Main article: Health care systems
See also: Medical model, Preventive medicine, and Social medicine

Purely private enterprise health care systems are comparatively rare. Where they exist, it is usually for a comparatively well-off subpopulation in a poorer country with a poorer standard of health care–for instance, private clinics for a small, wealthy expatriate population in an otherwise poor country. But there are countries with a majority-private health care system with residual public service (see Medicare, Medicaid). The other major models are public insurance systems. A Social security health care model is where workers and their families are insured by the State. A Publicly funded health care model is where the residents of the country are insured by the State. Within this branch is Single-payer health care, which describes a type of financing system in which a single entity, typically a government run organisation, acts as the administrator (or "payer") to collect all health care fees, and pay out all health care costs.[10] Some advocates of universal health care assert that single-payer systems save money that could be used directly towards health care by reducing administrative waste.[10] In practice this means that the government collects taxes from the public, businesses, etc., creates an entity to administer the supply of health care and then pays health care professionals. Harry Wachtel estimate a single payer universal healthcare system will actually save money through reduced bureaucratic administration costs.[11] Social health insurance is where the whole population or most of the population is a member of a sickness insurance company. Most health services are provided by private enterprises which act as contractors, billing the government for patient care.[12] In almost every country with a government health care system a parallel private system is allowed to operate. This is sometimes referred to as two-tier health care. The scale, extent, and funding of these private systems is very variable.
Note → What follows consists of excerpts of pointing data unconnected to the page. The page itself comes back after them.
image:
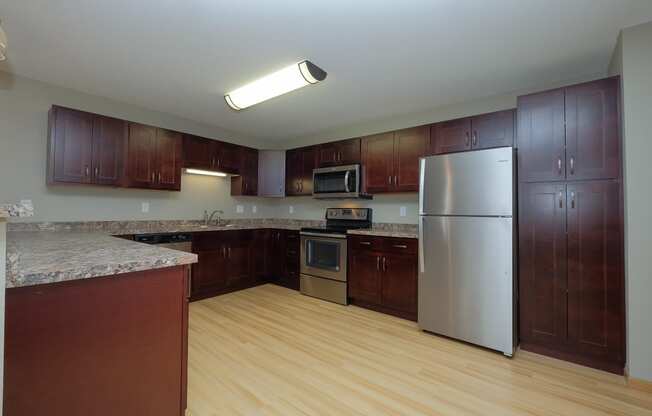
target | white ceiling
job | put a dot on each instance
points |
(382, 57)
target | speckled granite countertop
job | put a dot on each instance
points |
(35, 258)
(404, 233)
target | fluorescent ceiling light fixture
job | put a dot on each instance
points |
(206, 172)
(280, 82)
(3, 44)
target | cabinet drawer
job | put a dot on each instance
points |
(400, 245)
(365, 243)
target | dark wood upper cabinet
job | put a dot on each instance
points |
(168, 159)
(542, 260)
(70, 146)
(85, 148)
(390, 161)
(493, 130)
(299, 164)
(109, 135)
(141, 156)
(450, 136)
(378, 163)
(154, 158)
(593, 130)
(409, 146)
(595, 271)
(541, 137)
(343, 152)
(197, 152)
(247, 182)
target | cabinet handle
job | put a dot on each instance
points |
(561, 200)
(559, 165)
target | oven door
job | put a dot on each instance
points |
(324, 256)
(336, 182)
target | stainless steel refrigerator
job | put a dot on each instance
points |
(466, 247)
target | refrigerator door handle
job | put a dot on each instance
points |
(422, 267)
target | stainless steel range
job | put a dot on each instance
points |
(324, 252)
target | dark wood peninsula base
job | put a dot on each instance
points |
(106, 346)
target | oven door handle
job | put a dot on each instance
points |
(340, 236)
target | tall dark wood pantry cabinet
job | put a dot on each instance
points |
(571, 225)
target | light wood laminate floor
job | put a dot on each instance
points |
(271, 351)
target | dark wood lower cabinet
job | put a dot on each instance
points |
(106, 346)
(383, 274)
(571, 272)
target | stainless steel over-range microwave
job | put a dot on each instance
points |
(337, 182)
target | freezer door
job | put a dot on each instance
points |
(478, 183)
(466, 283)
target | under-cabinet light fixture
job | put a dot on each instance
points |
(280, 82)
(206, 172)
(3, 44)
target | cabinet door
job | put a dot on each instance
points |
(595, 270)
(348, 152)
(451, 136)
(307, 166)
(542, 262)
(197, 152)
(228, 157)
(238, 255)
(70, 146)
(493, 130)
(210, 270)
(593, 130)
(399, 282)
(541, 137)
(409, 146)
(378, 163)
(365, 276)
(327, 154)
(293, 162)
(109, 136)
(168, 159)
(141, 156)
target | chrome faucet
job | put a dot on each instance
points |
(209, 218)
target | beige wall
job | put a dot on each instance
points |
(24, 105)
(633, 60)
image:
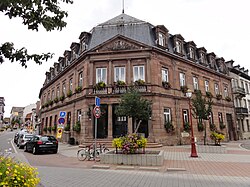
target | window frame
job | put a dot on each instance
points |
(139, 76)
(103, 75)
(121, 75)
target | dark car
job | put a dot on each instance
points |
(40, 143)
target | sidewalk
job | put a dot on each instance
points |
(235, 162)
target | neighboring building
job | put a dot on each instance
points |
(241, 92)
(1, 111)
(128, 49)
(16, 115)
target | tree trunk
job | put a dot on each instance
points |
(137, 127)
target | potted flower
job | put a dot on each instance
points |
(169, 127)
(77, 127)
(228, 98)
(139, 82)
(100, 85)
(49, 128)
(78, 89)
(45, 129)
(209, 94)
(166, 84)
(67, 127)
(120, 83)
(184, 89)
(56, 100)
(69, 94)
(62, 98)
(218, 96)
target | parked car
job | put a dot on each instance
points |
(16, 137)
(40, 143)
(23, 139)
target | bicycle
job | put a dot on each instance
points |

A traditional view is that improvements in health result from advancements in medical science. The medical model of health focuses on the eradication of illness through diagnosis and effective treatment. In contrast, the social model of health places emphasis on changes that can be made in society and in people's own lifestyles to make the population healthier. It defines illness from the point of view of the individual's functioning within their society rather than by monitoring for changes in biological or physiological signs.